Live Nation Entertainment Chairman Irving Azoff and major shareholder John Malone, chairman of the cable television and entertainment conglomerate Liberty Media Corp., are looking at the possibly of taking Live Nation private.
The New York Post reported today, June 10, that the two, who combined own about 23 percent of the company’s stock, are in the preliminary stages of taking the public company private, a year and a half after Live Nation merged with Ticketmaster to become the world’s dominant live entertainment company. Live Nation’s stock, which trades under the symbol LYV, was up more than 6 percent today at 1:45 p.m. EDT at $10.92 per share following news of the possible move.
Prior to the merger, Live Nation was saddled with a lot of debt and, despite restructuring it, joining forces with Ticketmaster did not ease the debt burden, which currently hovers around $1.7 billion. The amount of debt the company carries has long been a concern for some investors, but quickly erasing that burden would not be easy because the company’s margins are low and it has to spend a lot of money upfront on its tours, some of which end up not selling well.

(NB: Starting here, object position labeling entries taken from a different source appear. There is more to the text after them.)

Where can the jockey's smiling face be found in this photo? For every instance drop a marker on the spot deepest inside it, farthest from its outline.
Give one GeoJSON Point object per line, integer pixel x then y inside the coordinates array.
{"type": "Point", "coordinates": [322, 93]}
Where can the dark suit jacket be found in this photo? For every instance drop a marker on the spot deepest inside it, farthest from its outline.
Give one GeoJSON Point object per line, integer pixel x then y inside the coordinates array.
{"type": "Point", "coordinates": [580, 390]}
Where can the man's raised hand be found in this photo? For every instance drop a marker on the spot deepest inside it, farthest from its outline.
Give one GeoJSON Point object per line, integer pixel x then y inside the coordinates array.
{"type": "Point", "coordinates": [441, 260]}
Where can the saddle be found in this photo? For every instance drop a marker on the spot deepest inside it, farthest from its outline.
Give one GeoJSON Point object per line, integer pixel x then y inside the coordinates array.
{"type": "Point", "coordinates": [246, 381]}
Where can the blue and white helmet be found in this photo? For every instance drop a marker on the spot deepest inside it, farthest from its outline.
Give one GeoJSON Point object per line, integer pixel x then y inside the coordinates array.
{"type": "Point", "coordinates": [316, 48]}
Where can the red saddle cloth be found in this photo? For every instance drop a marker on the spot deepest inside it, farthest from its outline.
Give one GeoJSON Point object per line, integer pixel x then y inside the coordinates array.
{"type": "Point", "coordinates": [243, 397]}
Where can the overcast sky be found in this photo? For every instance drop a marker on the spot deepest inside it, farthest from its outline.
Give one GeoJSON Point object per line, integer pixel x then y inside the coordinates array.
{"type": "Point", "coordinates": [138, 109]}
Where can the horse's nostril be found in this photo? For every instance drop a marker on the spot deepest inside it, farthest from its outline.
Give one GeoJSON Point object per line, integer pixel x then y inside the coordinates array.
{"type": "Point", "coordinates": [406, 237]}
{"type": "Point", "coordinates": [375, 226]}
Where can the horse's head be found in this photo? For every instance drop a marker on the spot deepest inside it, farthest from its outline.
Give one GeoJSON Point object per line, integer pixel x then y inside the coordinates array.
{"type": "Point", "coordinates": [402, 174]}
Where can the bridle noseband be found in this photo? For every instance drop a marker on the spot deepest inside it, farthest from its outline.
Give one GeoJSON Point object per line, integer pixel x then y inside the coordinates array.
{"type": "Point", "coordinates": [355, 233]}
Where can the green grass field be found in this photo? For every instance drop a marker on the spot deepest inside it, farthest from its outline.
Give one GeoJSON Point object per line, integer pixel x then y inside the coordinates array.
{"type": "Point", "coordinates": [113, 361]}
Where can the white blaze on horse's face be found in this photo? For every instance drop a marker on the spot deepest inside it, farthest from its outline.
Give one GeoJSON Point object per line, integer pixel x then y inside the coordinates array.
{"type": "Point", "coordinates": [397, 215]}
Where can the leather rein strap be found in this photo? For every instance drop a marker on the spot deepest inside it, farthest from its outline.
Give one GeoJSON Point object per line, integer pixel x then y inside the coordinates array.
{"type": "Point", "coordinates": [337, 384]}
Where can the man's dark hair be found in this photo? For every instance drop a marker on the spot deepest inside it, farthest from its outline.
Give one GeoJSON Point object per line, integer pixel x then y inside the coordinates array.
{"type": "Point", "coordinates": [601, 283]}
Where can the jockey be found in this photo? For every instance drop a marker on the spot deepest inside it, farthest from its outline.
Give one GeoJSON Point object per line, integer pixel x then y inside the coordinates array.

Taking the company private would help alleviate the pressure the company feels from investors, and give it room to operate and look for new alliances and opportunities.
In fact, the Post, quoting an unnamed source, reported that taking the company private is one of several options Live Nation is considering. “Yes, they’ve had discussions, but it’s more of a strategy that is being contemplated. Nothing is imminent.”
The company has been aggressive in trying to expand and turn things around following its difficult 2010, in which ticket sales were down due the weak economy. Earlier in the spring, the company flirted with the idea of trying to acquire a piece of Warner Music Group, and through its Ticketmaster division, Live Nation signed a partnership deal with online discounting giant Groupon.
Despite Live Nation’s recent moves, taking the company private presents some serious challenges. Financial analyst Ben Mogil, director of equity research in media and entertainment for investment bank Stifel Nicolaus & Company, questions whether taking the company private would even be possible.
“We see the debt at $1.7bn (and expected EBITDA of $446mn in 2011) as making it difficult for a go-private transaction,” Mogil wrote in a report to investors this morning, June 10. “The equity value on a fully diluted share count at $12 would be $2.2bn and the debt is $1.7bn for an Enterprise Value of $3.8bn, the company still does not generate material free cash flow to repay that; FCF this year will be $182mn by our estimate. Additionally, we still see Liberty Capital in the ‘getting comfortable with the business’ phase and therefore unlikely to make such a move at this time.”
According to the Post, some of the funding for taking the company private could come from private equity firm Thomas H. Lee Partners, which has worked with Azoff in the past. And, another financial partner would likely be needed to complete the transaction.